Using some very sophisticated methods, the Kimsuky group is believed to be behind a spear phishing campaign aimed at stealing U.S. secrets.
This attack, dubbed “Autumn Aperture” by cybersecurity compromise management firm Prevailion, is a great example of just how much diligence and effort a cybercriminal group will exert in order to ensure their success.
In this string of attacks, not only were U.S. firms targeted, but specific individuals and their work details were also gathered to establish context for spear phishing attacks aimed at compromising endpoints. For example, one target was sent a copy of his speaker’s notes for a presentation recently given. The notes were a legitimate document requiring macros to be enabled to be viewed in order to launch the malicious code lying within the document. In many cases, similar levels of contextual detail were used in order to make the phishing attacks very personal.
On the malware side, the malicious code was even designed to call Windows Management Instrumentation (WMI) on the endpoint inquiring about all running processes in order to identify security solutions that would detect a downloaded payload.
This level of detail put into both the phishing attacks and the malware demonstrate the level that attackers will go to should they really want to gain entrance to your network.
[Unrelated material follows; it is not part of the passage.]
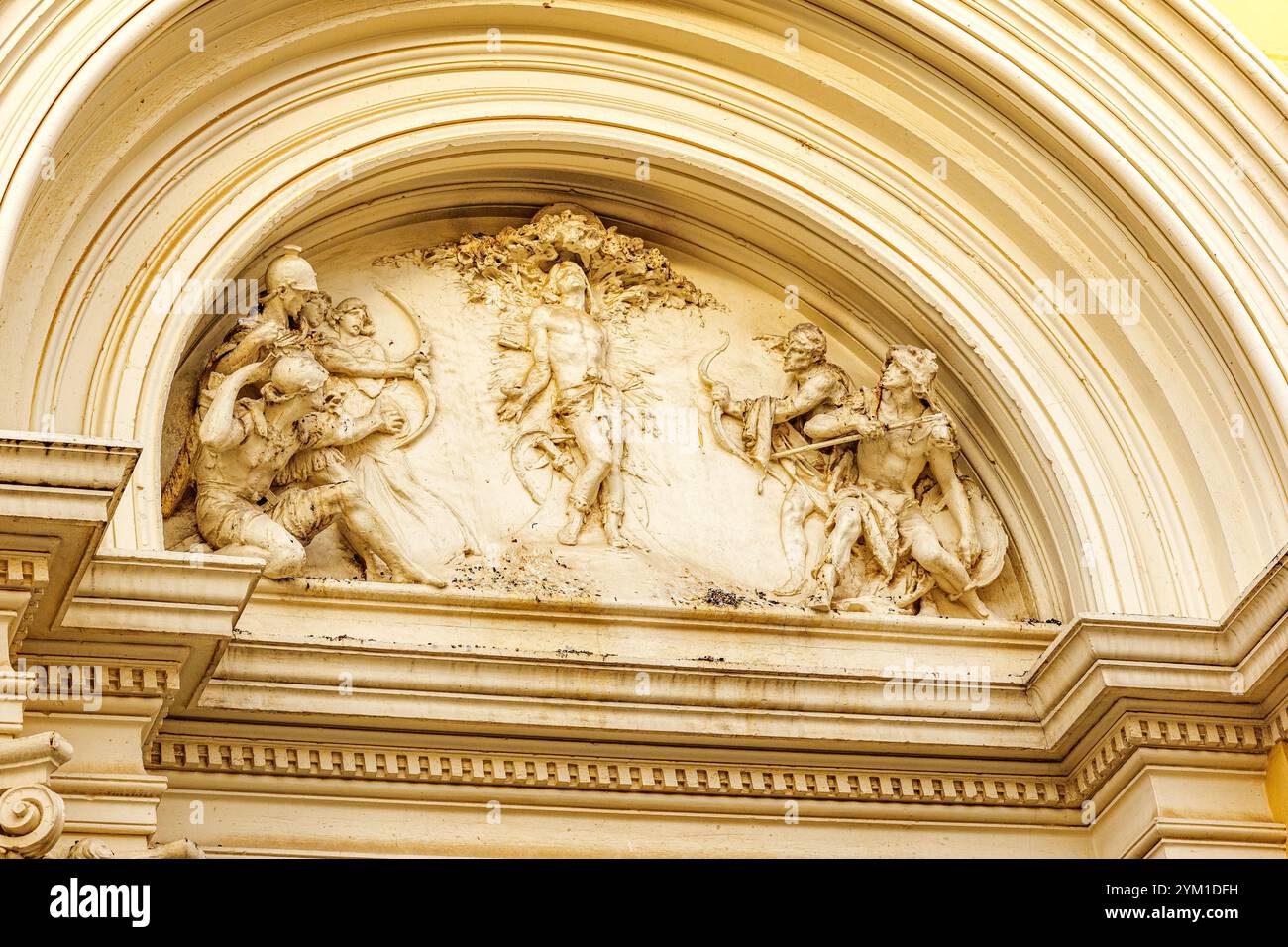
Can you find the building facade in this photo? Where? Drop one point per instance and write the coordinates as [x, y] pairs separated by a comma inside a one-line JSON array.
[[674, 429]]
Organizations concerned about any kind of phising attack should be educating users with Security Awareness Training in an effort to elevate their understanding about the potential risk in opening attachments and clicking links. This training helps users become savvy about phishing scams, social engineering, etc. so that when (not if) they come in contact with a phishing email, it will be spotted immediately and discarded rather than clicked on.